That was the old valley. The new valley, now one of the most vibrant and economically diverse areas of the city, has added 47 new businesses since 1999,  according to Zetts. The new businesses are much more diverse than the tanneries and machine shops they replaced. They include the Harley Davidson Museum, pizza company Palermo VillaBadger Railing and the Spain-based renewable energy company Ingeteam, which relocated to the valley in part because of its proximity to a large workforce, Zetts said.

Summer campers from the Menomonee Valley Urban Ecology Center observe the eclipse in Three Bridges Park. Photo by Adam Carr.

Summer campers from the Menomonee Valley Urban Ecology Center observe the eclipse in Three Bridges Park. Photo by Adam Carr.

In addition to new companies, several older businesses in the valley, including Potawatomi Hotel & Casino, which is currently constructing a second hotel tower, have expanded. Another growing business is Standard Electric Company, 222 N. Emmber Lane.  Larry Stearn, owner and president of the company, which moved to the valley from downtown 30 years ago, said he recently purchased land on the east end for future expansion. Industry growth in the valley has resulted in the creation of 5,000 new jobs since 1999, Zetts said, adding that the property tax base in the area increased from $62 million to $270 million, a 335 percent increase, during that time.

The Menomonee Valley’s comeback story began in 1998, when the city released its original land use plan for the area. In 1999, the plan was sitting on the desk of Julie Penman, Milwaukee’s new commissioner of city development, which let her know it was a top priority, she said. While many considered the area an eyesore or a dumping ground, there were also those who realized that buried under decades of pollution and neglect was an area teeming with potential.

“We went out and got governmental agencies, real estate minds, the private sector, [and] community stakeholders together to figure out how to fix the valley. The key was public-private partnerships that made available funds that wouldn’t have been available otherwise,” said Penman, principal at Penman Consulting and MVP board member.

MVP helped facilitate those public-private partnerships, launching the multi-million dollar “From the Ground Up,” initiative in 2010. From that initiative arose the Menomonee Valley Branch of the Urban Ecology Center (UEC), 3700 W. Pierce St., and the Valley Passage walkway, which reopened the valley to South Side residents. It also led to the extension of the Hank Aaron State Trail into the valley and the construction of three new pedestrian bridges, one connecting the Clarke Square neighborhood and Mitchell Park to the 24-acre Three Bridges Park, which opened in July 2013.

With both industry and environment thriving in the area, “the Menomonee Valley is also now a national model for sustainable development,” Zetts said.

The Standard Electric Company, 222 N. Emmber Lane, moved to the Menomonee Valley from downtown 30 years ago.
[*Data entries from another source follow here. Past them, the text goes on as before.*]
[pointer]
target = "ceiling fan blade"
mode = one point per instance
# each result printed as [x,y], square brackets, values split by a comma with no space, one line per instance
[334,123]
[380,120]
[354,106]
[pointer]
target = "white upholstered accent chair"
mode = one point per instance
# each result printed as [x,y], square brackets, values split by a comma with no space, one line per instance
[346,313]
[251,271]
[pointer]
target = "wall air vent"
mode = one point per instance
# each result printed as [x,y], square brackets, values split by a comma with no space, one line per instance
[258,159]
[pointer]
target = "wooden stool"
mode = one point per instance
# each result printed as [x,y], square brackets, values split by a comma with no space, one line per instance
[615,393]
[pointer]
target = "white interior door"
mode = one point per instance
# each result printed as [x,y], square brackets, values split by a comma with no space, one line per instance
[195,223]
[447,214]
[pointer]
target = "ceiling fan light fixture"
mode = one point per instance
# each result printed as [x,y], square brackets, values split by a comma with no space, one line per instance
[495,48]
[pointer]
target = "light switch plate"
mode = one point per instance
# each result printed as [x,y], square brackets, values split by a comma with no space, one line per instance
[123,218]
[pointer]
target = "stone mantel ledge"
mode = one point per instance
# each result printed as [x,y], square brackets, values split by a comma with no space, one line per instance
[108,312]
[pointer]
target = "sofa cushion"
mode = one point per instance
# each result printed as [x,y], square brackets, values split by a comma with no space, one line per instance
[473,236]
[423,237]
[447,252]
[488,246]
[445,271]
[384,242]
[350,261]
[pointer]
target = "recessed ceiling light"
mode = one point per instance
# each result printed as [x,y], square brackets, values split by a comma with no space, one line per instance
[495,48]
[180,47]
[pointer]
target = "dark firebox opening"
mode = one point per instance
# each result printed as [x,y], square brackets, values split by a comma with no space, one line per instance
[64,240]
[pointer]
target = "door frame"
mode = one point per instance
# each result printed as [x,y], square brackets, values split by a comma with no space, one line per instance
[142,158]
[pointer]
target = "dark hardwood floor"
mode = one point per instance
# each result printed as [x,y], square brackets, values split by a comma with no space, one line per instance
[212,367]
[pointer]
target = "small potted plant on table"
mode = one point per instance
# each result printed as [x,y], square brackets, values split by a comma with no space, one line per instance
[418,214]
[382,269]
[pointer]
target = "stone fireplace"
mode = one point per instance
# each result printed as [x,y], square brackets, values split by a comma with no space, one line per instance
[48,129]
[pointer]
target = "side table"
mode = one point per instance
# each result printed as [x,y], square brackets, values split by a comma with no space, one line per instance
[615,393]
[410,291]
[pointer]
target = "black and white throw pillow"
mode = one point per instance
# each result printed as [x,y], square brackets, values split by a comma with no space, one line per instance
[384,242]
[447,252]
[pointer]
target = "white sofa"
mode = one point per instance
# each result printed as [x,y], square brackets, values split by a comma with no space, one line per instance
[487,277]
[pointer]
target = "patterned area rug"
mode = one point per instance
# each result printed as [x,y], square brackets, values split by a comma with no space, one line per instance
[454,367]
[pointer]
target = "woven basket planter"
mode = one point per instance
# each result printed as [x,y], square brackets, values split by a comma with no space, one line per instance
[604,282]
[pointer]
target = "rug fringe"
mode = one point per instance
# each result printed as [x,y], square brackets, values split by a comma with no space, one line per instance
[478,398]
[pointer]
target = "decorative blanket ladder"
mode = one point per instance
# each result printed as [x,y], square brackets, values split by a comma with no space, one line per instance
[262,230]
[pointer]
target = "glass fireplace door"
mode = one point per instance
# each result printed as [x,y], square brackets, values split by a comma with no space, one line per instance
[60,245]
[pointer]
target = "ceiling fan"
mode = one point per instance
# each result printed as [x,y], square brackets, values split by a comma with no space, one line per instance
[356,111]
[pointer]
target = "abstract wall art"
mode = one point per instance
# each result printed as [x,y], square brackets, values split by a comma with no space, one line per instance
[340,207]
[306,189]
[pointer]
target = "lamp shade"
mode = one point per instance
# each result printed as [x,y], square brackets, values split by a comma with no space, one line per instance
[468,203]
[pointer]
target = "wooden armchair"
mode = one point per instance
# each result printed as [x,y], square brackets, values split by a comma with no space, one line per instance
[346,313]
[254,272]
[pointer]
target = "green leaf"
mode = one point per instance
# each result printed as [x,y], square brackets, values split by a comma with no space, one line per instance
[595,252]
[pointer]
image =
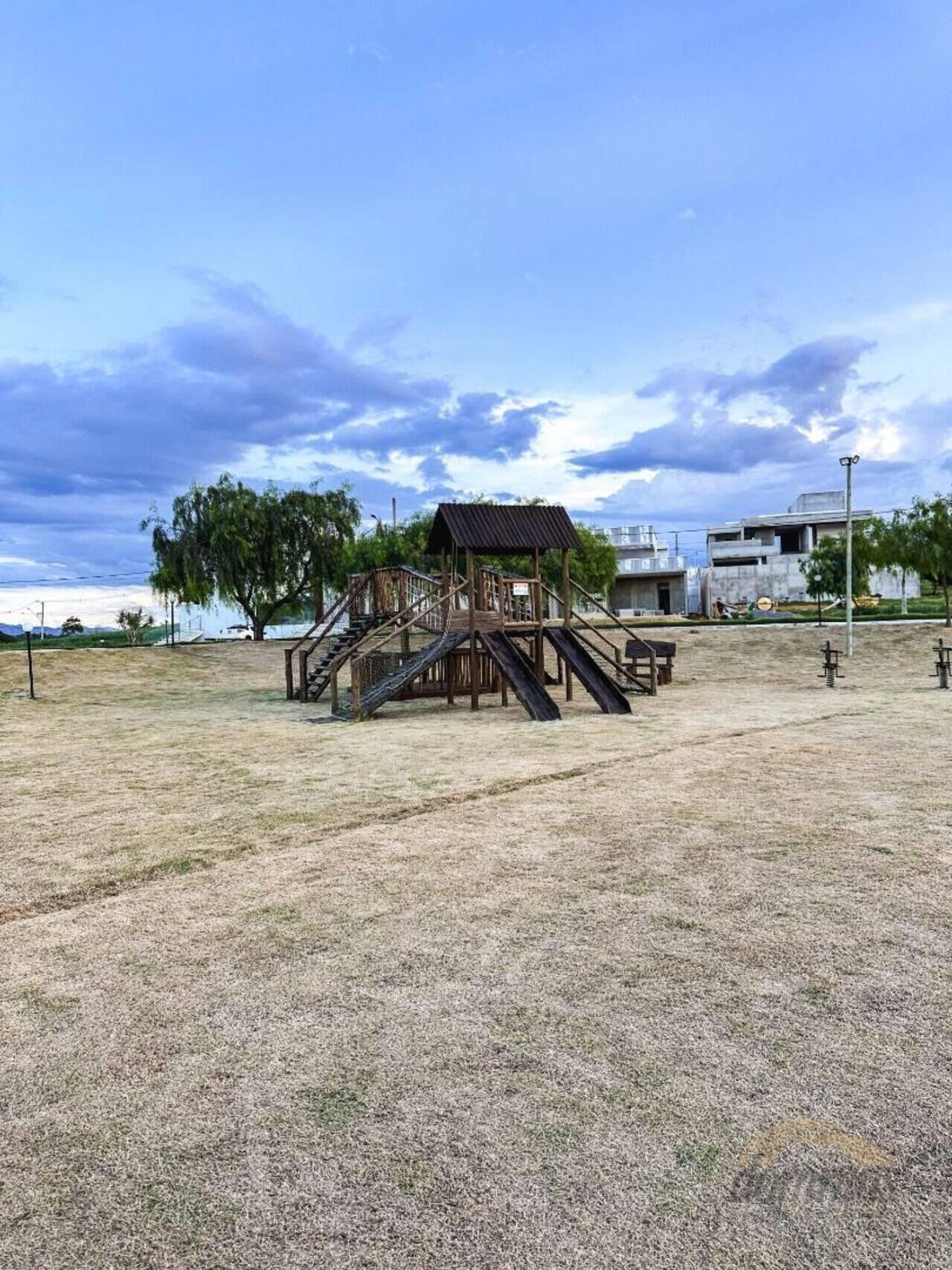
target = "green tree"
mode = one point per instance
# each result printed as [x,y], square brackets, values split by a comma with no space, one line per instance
[260,551]
[826,568]
[894,548]
[930,528]
[135,623]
The company’s plans include an expansion into the east end of the valley. Photo by Edgar Mendez.

The Standard Electric Company, 222 N. Emmber Lane, moved to the Menomonee Valley from downtown 30 years ago. The company’s plans include an expansion into the east end of the valley. Photo by Edgar Mendez.

Nearby residents have taken notice of the improvements. Lifelong South Side resident Lana Schocko grew up during a time when the valley was off-limits, she said, but she now jogs and bikes the Hank Aaron State Trail regularly with her son. She said the beautiful space is a big bonus for residents.
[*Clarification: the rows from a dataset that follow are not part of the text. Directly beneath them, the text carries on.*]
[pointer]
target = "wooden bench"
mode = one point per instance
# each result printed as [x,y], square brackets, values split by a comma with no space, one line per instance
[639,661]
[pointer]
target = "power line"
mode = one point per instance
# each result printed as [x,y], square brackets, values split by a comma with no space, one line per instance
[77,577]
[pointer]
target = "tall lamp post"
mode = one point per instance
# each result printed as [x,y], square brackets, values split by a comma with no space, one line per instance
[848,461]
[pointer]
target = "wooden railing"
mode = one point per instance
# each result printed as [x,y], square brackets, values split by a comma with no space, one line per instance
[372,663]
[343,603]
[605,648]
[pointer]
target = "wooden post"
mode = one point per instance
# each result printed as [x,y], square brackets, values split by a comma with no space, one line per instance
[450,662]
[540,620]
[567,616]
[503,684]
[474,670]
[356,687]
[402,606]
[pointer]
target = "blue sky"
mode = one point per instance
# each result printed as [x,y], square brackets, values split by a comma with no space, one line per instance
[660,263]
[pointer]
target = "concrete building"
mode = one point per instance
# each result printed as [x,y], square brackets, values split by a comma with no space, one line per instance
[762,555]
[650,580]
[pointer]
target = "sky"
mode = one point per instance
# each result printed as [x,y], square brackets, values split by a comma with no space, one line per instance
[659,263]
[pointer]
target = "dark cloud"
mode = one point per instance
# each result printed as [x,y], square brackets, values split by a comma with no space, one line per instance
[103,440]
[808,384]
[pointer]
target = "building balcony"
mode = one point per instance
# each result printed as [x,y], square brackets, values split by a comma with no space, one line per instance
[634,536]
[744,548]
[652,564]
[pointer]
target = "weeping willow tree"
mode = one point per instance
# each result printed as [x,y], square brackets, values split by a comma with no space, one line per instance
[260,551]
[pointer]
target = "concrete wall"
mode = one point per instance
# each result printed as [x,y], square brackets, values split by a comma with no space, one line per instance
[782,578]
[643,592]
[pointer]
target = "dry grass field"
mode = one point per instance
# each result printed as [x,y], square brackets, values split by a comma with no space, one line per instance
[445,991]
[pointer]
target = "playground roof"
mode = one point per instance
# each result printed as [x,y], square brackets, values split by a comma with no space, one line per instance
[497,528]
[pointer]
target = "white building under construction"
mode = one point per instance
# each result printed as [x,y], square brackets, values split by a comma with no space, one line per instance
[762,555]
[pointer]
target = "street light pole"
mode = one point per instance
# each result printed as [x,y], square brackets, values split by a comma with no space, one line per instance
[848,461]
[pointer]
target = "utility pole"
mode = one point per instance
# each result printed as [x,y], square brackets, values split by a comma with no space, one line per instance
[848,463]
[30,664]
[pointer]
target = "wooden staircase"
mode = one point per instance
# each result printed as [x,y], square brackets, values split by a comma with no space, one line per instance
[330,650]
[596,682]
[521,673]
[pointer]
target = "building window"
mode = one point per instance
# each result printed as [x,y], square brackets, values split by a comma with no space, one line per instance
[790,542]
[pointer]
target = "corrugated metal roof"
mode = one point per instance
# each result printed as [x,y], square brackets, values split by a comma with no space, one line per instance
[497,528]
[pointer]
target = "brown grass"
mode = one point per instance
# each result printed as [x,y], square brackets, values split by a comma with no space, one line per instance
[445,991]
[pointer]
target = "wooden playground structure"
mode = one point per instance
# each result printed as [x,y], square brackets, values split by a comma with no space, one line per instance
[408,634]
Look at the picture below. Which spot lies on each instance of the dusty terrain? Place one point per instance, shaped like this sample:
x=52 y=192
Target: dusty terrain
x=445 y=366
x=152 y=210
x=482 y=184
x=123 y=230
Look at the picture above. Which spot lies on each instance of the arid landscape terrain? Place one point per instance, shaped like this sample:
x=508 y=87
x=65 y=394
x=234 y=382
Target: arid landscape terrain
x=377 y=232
“It (the valley) offers a safe space for families and members of the community to be outdoors,” Schocko said.

Many local students have also benefited from the valley’s transformation. Three Bridges Park, once a railroad yard, serves as an outdoor classroom for the UEC, explained Glenna Holstein, Menomonee Valley UEC branch manager.

“We work with students from 22 schools on the near South Side, who get the chance to learn about the thousands of plant and animal species that inhabit the Valley,” Holstein said.

MVP, the City of Milwaukee and other partners are now in the process of implementing a second land use plan, Menomonee Valley 2.0. Priorities include creating a food and beverage cluster and a showroom district, and continuing to improve access and connections between the valley and surrounding areas. Another major priority is to connect more residents of the surrounding area, including youth, to jobs in the valley, said Catrina Crane, director of workforce development and business solutions for MVP.

The hope is that the valley can once again become a place where thousands of workers from surrounding neighborhoods can grab their lunchboxes and walk to work, she said. MVP held its first career expo in September, designed to showcase job and career opportunities in the valley, Crane added.

“There’s a lot of people nearby that still don’t know about the many different types of industries and career options available in the valley,” according to Crane. MVP has also worked with local companies that are seeking opportunities to connect with youth to coordinate mentoring and career training opportunities, she said.

With both industry and environment resuscitated in the valley, the only question that remains is just how grand its transformation will become.

“What the valley has become is the product of 20-plus years of hard work. But, the work is not done,” Zetts said.

This story was originally published by Milwaukee Neighborhood News Service, where you can find other stories reporting on eighteen city neighborhoods in Milwaukee.

4 thoughts on “Menomonee Valley Is Booming”

  1. frank schneiger says:

    I believe that you have to be fairly old to fully appreciate the magnitude of this achievement. Growing up on 26th and National in the late ’40s and early ’50s, the Valley, after Mitchell Park, was our second home. It was kid friendly in the sense that there were always things to do: ride freight trains, pick up deposit bottles to earn money, and find lots of cool hiding places. It could also be dangerous, and the railroad cops would occasionally threaten to tie us to the tracks and run us over with a locomotive. They weren’t so kid friendly.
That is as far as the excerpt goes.